John Folk-Williams says
Hi, Mary Kay –
I’m glad you found this at the right time. The insights from Pat Love and Shelley Taylor are helping me enormously just now, and I’m glad if I can help lead you to them. I think there is a lot of great work of the last decade that’s coming into wider circulation now. It makes me more hopeful about the possibilities for people to manage depression more effectively, especially in terms of their relationships.
John
Judy says
Do I find these ideas to be accurate in my own relationship? Totally! Making depression worse? Ditto. John, you’ve managed to condense all of this into something that is so on the mark – I wish every couple with a depressed partner (or two) could somehow be required to read it. My husband was experiencing depression for a time, as well, and luckily we were already in couples therapy so that helped a lot. But what you describe about the shame and fear….it feels sad to me that these can destroy an otherwise working relationship. As a female, I have to say that I go through both of these and sometimes the shame I feel about being depressed is a result of my husband’s reaction, which is to “fix” it, making me feel like I should just be able to get over it.
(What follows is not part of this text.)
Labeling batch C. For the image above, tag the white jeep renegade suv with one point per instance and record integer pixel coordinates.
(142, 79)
Of course, I know it’s not that simple, but it does feel like abandonment – if I am depressed, then there is something wrong with me and we can’t talk about it, which means I’m left alone. And THAT really helps – NOT! I’m thinking that how I’ve worked this out is to lower my expectations and be thankful that he’s learned to not give me the third degree about it because that only raises his anxiety levels when I can’t give logical explanations for it. It’s maybe not the ideal way of coping and involves a lot of avoidance, but it at least feels more peaceful.
I have to continue working on managing my own depression, with or without him, and some days I just get really sick of it and even angry that it’s a constant thorn in my side and that it’s mostly a lonely job, but if I give up, the result I imagine would be even worse.
Thanks so much for this particular piece – it really spoke to me.
John Folk-Williams says
Hi, Judy –
I’m glad this spoke to you. The difficulties you describe are so familiar – alas! It would be so nice if a couple could resolve all this, have done with it and get on with each other “happily ever after.” I keep running into “ghosts” of depression in patterns of things I say or think and ways I behave with my wife. I seem to be especially receptive now to learning new ideas and strategies for dealing with this legacy, and it helps to get confirmation that it is relevant to others as well.